File for unemployment. I know, I know. This is the not-so-glamorous part, but if you qualify, unemployment can be helpful to provide at least some income while you search for another job. Monster.com created a very handy timeline of the process of job hunting - it's suprisingly longer than you think, so unemployment can truly help.
Become the Coupon Queen. You've always wanted to be a Queen, right? I learned how to get great deals by finding out when markdowns happen, when items go on clearance, and maximizing every penny. Likewise, it's time to adjust spending. Get a free budgeting app (e.g., Mint, Goodbudget, Every Dollar) to help you. Other ideas to help:
- Downsize or eliminate cable. My kids loved PBS just as much as Mickey Mouse. With some creative "Mickey is taking a night night" excuses, they forgot all about their more pricey shows.

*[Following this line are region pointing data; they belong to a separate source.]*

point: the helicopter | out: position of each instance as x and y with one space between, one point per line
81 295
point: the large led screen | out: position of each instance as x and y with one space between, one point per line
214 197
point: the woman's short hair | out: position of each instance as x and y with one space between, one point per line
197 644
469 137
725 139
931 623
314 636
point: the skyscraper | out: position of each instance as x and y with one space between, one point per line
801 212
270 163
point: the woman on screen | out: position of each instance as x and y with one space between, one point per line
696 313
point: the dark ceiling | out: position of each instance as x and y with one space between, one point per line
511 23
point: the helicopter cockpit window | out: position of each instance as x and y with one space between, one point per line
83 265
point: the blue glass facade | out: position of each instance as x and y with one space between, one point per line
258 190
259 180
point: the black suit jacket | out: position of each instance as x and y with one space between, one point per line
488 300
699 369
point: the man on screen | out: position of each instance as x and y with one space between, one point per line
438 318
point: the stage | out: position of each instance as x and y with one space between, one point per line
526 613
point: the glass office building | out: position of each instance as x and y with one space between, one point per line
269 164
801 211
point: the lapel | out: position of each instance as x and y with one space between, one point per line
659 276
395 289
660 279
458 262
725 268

- Hair don't. If you're like me, getting your hair done is a big expense. Although I felt like it was cheating, I talked to my stylist and got tips on do-it-yourself color, which saved me a bundle until we were back on our feet.

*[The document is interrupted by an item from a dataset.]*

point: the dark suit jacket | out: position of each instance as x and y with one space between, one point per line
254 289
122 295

- Work on a smaller grocery bill. There are many apps/websites for money saving (e.g., Target Cartwheel, Ibotta, Retailmenot, Hip2Save, TheKrazyCouponLady.) I bought what I could in bulk when it was on sale. And I learned where the discount aisles were in all major stores (truth be told, I STILL do all of these and it is oddly fun).
- Check out school options. You LOVE your child's school. We did, too...but the kids' private school was a big expense for us. Although some private schools have options for assistance, the uncertainty of how long the job loss might last prompted us to rule out that altogether. We switched to homeschooling, which has worked fabulously for our family. Public school is also a great alternative.
- Limit dining out to "Kids Eat Free" places. This can save you a ton, trust me. If one of you is still working outside the home, packing lunch is a big money saver.
- Find the local free activities - we loved the free Memphis Zoo (Tues afternoon, TN residents), Lichterman Nature Center (Tues 1 til closing), parks, and kid friendly activities in town. Another fun option is to connect with other moms in the area via our local community groups.
Seize every opportunity for the job seeker. Check out the Career Centers for your alma maters; you might qualify to use them as an alum. Find professional groups for your career fields (or where you aim to find employment) and join. Better yet, start attending meetings to network. Focus on personal branding to refine your online presence. Most of all, keep your eyes open for both short and long term opportunities - the job my husband took "until he could find another one" turned into the real deal. He's still there and loves it.
Put yourself in your spouse's shoes. He might not experience the stress in the same way that you do, particularly if he is the sole breadwinner. It's not abnormal for him to experience anxiety or depression during this time. He might feel like he let his family down. He might sleep much more (or much less) - either of which can be hard on you. His eating habits might shift. Your relationship might change. Lean in, even though it might be tough.
You both might look back on it as one of the best things that happened to you.